La mobilitazione dal basso, invece, continua. Ieri all’iniziativa nazionale hanno aderito tante realtà, Flai Cgil, Fiom, Amnesty, Arci, Potere al Popolo, Unione popolare, Giovani palestinesi d’Italia, Bds, il Centro Antiviolenza Donna L.I.S.A., per citarne alcune. E soprattutto ci sono tanti giovani, universitari, studenti medi superiori. Si mescolano ai volti storici dell’attivismo romano per la Palestina.
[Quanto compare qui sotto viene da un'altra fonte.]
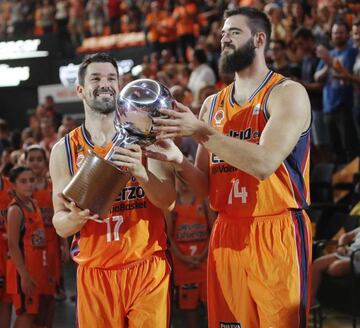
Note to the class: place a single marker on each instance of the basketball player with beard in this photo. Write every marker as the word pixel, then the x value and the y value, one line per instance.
pixel 123 273
pixel 253 163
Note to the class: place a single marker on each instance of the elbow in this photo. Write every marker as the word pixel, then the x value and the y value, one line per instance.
pixel 263 169
pixel 262 174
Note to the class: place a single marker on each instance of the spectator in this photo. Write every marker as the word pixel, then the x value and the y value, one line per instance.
pixel 280 62
pixel 4 135
pixel 17 19
pixel 305 41
pixel 62 15
pixel 201 75
pixel 47 17
pixel 113 7
pixel 185 15
pixel 152 26
pixel 76 21
pixel 95 12
pixel 49 105
pixel 337 95
pixel 49 136
pixel 274 12
pixel 167 31
pixel 335 264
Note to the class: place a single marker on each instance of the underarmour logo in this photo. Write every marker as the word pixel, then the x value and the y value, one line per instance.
pixel 230 324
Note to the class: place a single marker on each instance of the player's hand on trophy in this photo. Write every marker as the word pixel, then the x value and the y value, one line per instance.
pixel 131 159
pixel 180 122
pixel 164 150
pixel 77 214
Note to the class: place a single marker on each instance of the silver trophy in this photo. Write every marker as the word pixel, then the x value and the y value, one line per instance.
pixel 98 181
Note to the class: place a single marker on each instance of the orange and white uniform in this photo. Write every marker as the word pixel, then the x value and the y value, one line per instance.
pixel 5 200
pixel 32 243
pixel 43 199
pixel 260 248
pixel 123 272
pixel 191 232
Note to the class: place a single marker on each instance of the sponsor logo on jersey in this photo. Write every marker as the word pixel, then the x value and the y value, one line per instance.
pixel 79 160
pixel 219 116
pixel 256 109
pixel 229 324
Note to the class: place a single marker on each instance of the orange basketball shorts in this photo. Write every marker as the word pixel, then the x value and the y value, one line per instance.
pixel 136 295
pixel 259 271
pixel 190 295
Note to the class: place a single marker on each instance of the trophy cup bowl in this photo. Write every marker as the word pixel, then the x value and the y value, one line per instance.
pixel 98 182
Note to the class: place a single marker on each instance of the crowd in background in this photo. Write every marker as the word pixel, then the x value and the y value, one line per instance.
pixel 314 42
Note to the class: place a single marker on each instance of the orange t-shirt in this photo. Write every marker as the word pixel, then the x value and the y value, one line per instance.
pixel 135 228
pixel 191 234
pixel 184 21
pixel 5 200
pixel 236 194
pixel 152 19
pixel 43 199
pixel 167 29
pixel 32 243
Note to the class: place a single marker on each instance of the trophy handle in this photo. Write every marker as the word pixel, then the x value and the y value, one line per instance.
pixel 96 185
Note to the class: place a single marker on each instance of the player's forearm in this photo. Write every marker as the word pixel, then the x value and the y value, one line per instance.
pixel 249 157
pixel 66 225
pixel 193 177
pixel 162 194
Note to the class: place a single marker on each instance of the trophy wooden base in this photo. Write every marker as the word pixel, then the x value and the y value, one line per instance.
pixel 96 185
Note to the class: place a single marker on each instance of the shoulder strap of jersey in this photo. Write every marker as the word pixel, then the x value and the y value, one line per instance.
pixel 215 100
pixel 69 153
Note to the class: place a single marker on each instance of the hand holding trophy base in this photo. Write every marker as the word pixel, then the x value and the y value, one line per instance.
pixel 98 181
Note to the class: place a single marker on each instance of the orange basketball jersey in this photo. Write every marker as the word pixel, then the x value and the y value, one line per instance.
pixel 5 200
pixel 235 193
pixel 32 243
pixel 191 235
pixel 135 228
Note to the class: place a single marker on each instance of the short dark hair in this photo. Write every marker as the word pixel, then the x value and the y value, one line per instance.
pixel 258 21
pixel 16 171
pixel 35 147
pixel 304 33
pixel 99 57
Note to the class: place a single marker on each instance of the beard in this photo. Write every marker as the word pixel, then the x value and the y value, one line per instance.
pixel 102 105
pixel 239 58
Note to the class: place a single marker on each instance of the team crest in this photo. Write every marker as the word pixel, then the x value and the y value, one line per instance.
pixel 38 238
pixel 79 160
pixel 256 110
pixel 219 116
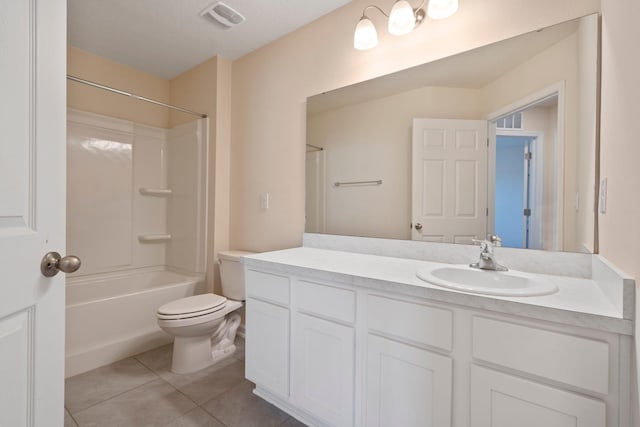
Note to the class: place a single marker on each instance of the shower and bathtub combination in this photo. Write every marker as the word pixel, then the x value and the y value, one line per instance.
pixel 136 216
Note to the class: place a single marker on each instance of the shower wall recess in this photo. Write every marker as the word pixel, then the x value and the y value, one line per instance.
pixel 136 195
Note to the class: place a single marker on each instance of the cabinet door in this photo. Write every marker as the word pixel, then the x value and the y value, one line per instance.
pixel 267 346
pixel 323 369
pixel 502 400
pixel 406 386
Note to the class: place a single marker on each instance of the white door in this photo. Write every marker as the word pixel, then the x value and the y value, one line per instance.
pixel 407 386
pixel 449 180
pixel 32 210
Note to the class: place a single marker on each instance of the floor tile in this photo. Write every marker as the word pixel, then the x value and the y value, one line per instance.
pixel 68 420
pixel 84 390
pixel 210 382
pixel 158 359
pixel 195 418
pixel 154 404
pixel 292 422
pixel 200 386
pixel 239 407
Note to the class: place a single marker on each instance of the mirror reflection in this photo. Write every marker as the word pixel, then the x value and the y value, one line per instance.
pixel 499 140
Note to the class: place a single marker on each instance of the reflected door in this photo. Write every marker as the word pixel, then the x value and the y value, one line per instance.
pixel 449 180
pixel 32 210
pixel 513 190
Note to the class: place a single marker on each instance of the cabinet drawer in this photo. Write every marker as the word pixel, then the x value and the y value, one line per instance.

Scandiscono «Khaled libero», applaudono agli interventi che si alternano dal megafono.

«QUELLO CHE dalle istituzioni italiane deve emergere è una presa di posizione netta altrimenti come italiani ci troveremo a non poter più viaggiare in paesi ritenuti amici come Israele, dei quali si pensa di non poter interferire nelle questioni giudiziarie», ci dice Francesca Antinucci, la moglie di Khaled. L’ultima volta l’ha visto il 31 agosto, al valico di Allenby, quando un gruppo di soldati israeliani l’ha ammanettato e trascinato via.

«Khaled va raccontato per quello che è, uno studente e un cittadino italo-palestinese. Le istituzioni danno molta importanza al fatto che sia palestinese e nessuna al fatto che sia italiano». Tanto che il governo continua a non prendere contatti con la famiglia, dalla Farnesina solo silenzio.

«Le modalità di detenzione a quanto pare gli sembrano accettabili – continua Antinucci – Non può vedere l’avvocato, ha subito interrogatori almeno fino al 21 settembre, è stato in isolamento fino al 14. Ora è in cella con un altro prigioniero palestinese di Jenin, nel carcere di Petah Tivka, usato in fase investigativa con interrogatori che prevedono privazione del sonno, contenzione in posizioni di stress, offese verbali, minacce psicologiche».

Simonetta Crisci li conosce bene. Da quattro decenni il suo lavoro di avvocata si lega a cause in giro per il mondo: «Khaled è stato arrestato senza che gli fosse comunicato che c’era un’indagine su di lui – racconta al manifestoNon sappiamo se questa detenzione si tradurrà in detenzione amministrativa come per altri 1.200 palestinesi. La scoprii nel 1989, la prima volta che andai in Palestina. C’era la prima Intifada, andammo a sostenere lo sciopero degli avvocati palestinesi. La detenzione amministrativa in Italia non è mai esistita, ora vogliono introdurla contro migranti e richiedenti asilo».

BATTAGLIE che finiscono per intrecciarsi, insomma. «La storia di Khaled ci deve chiamare tutti alla responsabilità di creare un movimento di opinione e di critica forte che possa incidere per una volta sulla storia di un prigioniero politico palestinese – dice Jacopo Smeriglio di Gaza FreeStyle – La sua detenzione è un monito evidente ai palestinesi in diaspora, a chi di seconda generazione e terza generazione stava ricominciando a tornare in Palestina, a conoscere le proprie radici».

«Per questo – aggiunge Jacopo – abbiamo un dovere nei confronti di tutte le compagne e compagni con cui condividiamo percorsi di strada qui in Italia e che devono poter tornare alle proprie case senza la paura di finire nei gangli del sistema detentivo israeliano. Come italiani che con il proprio privilegio vivono la Palestina e fanno progetti in Palestina è nostra totale responsabilità tutelare questi ragazzi».

La diaspora palestinese che si sente nel mirino. Ahmed gli dà voce: «L’obiettivo di Israele è mettere sotto pressione chiunque sia attivo, politicamente, culturalmente». Eviterai di tornare in Palestina, allora? «Ovviamente no. Non fermeranno il ritorno nelle nostre case».